Most of these criticisms can be set aside in the present context. Modern programs such as Gepasi (Mendes, 1993) and SCAMP (Sauro, 1993) are easy to use, run on universally available equipment, and powerful enough to handle most of the problems likely to interest the metabolic simulator. (These programs are discussed from a general point of view in Chapter 16 in this book.) The problem of obtaining adequate kinetic data, however, still exists for many systems, as it is unfortunately rare for kinetic equations to be available for most of the enzymes in a pathway, and even rarer for these equations to be based on measurements made under reversible conditions in the presence of all substrates, products and other relevant metabolites. Thanks to the efforts of Opperdoes and colleagues over a long period, there now exists an important exception to this generalization, as high-quality data are now available for most of the enzymes of glycolysis in the bloodstream form of Trypanosoma brucei, including all of those likely to be influential in controlling glycolytic flux in this organism. Not only do the equations refer to measurements made under reversible conditions (in most cases), but nearly all were made in the same laboratory under comparable conditions. The availability of the body of kinetic information allowed Bakker et al. (1997) to construct and validate a computer model of trypanosomal glycolysis. If we add to this the fact that T. brucei is the agent responsible for African sleeping sickness, a disease of major medical and economic importance, it becomes clear that it offers an ideal opportunity for exploring the potential value of computer simulation as a means of arriving at a better understanding of metabolism and hence a more rational approach to drug design.
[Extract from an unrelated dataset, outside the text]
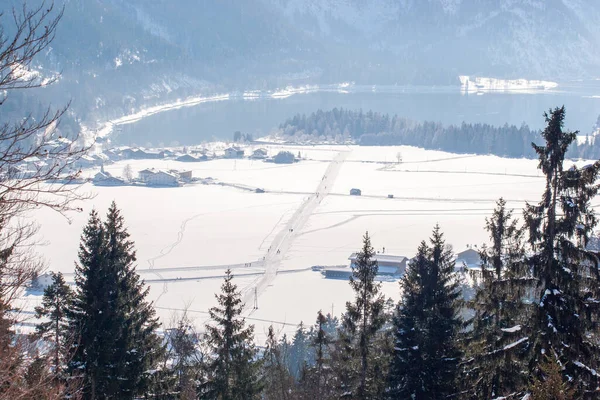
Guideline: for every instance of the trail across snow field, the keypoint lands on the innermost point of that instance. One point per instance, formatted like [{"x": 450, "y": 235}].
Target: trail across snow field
[{"x": 284, "y": 239}]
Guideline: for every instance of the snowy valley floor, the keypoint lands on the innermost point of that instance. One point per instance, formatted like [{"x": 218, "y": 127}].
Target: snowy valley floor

In this chapter, therefore, we use glycolysis in T. brucei as a system to examine three questions about computer simulation:
Fig. 1. Schematic representation of glycolysis in Trypanosoma brucei. Metabolites are represented by squares, and each set of squares connected by grey lines represents a single pool of a metabolite that participates in more than one process (e.g. ATP in the glycosome participates in the reactions of hexokinase, phosphofructokinase, pyruvate kinase and myokinase). All of the stoicheiometric information that would be available to a computer program is thus shown explicitly in the Figure. A less anonymous representation of the pathway is given as Fig. 1 of Chapter 17 by Bakker and colleagues, but note that they illustrate a later version of the model that is not identical in all respects with the one shown here.
We shall try to show that all three of these questions can be answered in the affirmative. The details of our simulations of this system may be found elsewhere (Eisenthal & Cornish-Bowden, 1998); here we are concerned with the general aspects. To focus attention on these the system is shown in a highly schematic way in Fig. 1, and before examining it in any specific way it may be useful to ask whether it is obvious from inspection which metabolites are involved in stoicheiometric relationships that might prevent their concentrations from varying freely, and second whether it is obvious which of the various processes shown would make the most promising target for action of an inhibitor intended to kill the organism. Readers who consider the answers to both questions to be indeed obvious may find the remainder of this chapter redundant.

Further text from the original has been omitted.